Enquanto aguarda por um cronograma de ação que garanta condições mínimas para o enfrentamento da doença, a rede privada enfrenta ainda outro problema. Até o momento, a Agência Nacional de Saúde Suplementar ou mesmo o governo federal não definiram qualquer mecanismo para que hospitais privados possam cobrar a conta dos atendimentos dos pacientes de coronavírus que já estão sendo atendidos pela rede:

“O governo não estipulou qualquer mecanismo para cobrança, não existe um código que os hospitais possam lançar no sistema para cobrar das operadoras de saúde ou mesmo do SUS esta conta. E não podemos deixar de atender a um paciente que chega com suspeita de coronavírus”, reclama o presidente da FBH.

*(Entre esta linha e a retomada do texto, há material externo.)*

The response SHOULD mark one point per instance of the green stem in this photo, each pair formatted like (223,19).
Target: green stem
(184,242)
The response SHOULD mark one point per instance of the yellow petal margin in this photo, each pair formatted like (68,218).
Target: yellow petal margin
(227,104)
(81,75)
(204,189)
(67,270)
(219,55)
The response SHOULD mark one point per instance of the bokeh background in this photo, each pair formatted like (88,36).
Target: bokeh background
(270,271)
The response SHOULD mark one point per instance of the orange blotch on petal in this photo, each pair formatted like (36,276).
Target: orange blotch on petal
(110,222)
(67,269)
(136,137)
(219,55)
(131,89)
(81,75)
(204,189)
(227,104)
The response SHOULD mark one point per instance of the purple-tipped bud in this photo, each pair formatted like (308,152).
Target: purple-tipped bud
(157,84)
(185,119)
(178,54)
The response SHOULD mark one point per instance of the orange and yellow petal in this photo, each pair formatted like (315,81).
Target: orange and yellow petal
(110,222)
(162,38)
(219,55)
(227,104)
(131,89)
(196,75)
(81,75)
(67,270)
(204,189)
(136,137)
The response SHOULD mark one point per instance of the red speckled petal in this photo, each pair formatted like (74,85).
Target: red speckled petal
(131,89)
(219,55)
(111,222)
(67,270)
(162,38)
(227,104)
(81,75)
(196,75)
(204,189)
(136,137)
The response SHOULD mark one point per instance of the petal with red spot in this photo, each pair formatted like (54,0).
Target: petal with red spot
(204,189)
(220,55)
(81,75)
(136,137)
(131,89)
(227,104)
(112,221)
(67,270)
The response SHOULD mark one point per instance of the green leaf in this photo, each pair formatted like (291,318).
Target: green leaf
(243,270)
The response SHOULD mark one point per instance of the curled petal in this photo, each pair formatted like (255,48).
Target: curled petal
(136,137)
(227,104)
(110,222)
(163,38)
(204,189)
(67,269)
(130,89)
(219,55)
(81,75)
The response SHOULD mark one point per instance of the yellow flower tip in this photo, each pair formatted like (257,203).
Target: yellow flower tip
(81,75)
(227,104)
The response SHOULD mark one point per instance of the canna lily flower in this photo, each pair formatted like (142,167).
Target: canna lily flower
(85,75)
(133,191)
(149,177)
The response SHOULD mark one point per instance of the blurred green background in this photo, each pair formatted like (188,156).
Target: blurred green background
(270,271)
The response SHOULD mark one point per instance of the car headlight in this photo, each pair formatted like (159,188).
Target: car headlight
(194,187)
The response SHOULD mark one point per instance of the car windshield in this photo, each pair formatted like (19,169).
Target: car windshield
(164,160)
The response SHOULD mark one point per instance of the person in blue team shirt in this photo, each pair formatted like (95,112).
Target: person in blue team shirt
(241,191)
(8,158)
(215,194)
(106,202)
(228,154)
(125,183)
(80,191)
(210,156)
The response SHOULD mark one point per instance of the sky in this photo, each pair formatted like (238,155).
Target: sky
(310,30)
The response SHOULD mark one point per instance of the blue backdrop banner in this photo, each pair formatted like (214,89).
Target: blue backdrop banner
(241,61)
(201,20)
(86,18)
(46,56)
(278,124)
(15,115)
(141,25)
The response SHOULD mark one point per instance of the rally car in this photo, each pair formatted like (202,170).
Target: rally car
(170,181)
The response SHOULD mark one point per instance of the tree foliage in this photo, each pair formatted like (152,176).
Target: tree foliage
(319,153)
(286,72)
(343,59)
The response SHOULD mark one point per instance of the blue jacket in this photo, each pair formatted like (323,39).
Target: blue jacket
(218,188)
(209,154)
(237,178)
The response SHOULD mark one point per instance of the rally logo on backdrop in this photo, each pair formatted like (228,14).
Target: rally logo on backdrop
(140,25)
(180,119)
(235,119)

A federação vem participando de inúmeras reuniões com o governo federal e as secretarias estaduais, mas até o momento não houve qualquer definição para a rede privada:

“O governo precisa desonerar a folha de funcionários e a tributação destes hospitais, precisa facilitar a chegada destes kits de diagnósticos e de EPIs. Precisamos de condições de trabalho, de equipamentos de EPIs, de kits de diagnósticos e de respiradores. Precisamos todos estar prontos para o turbilhão que ainda está por vir”.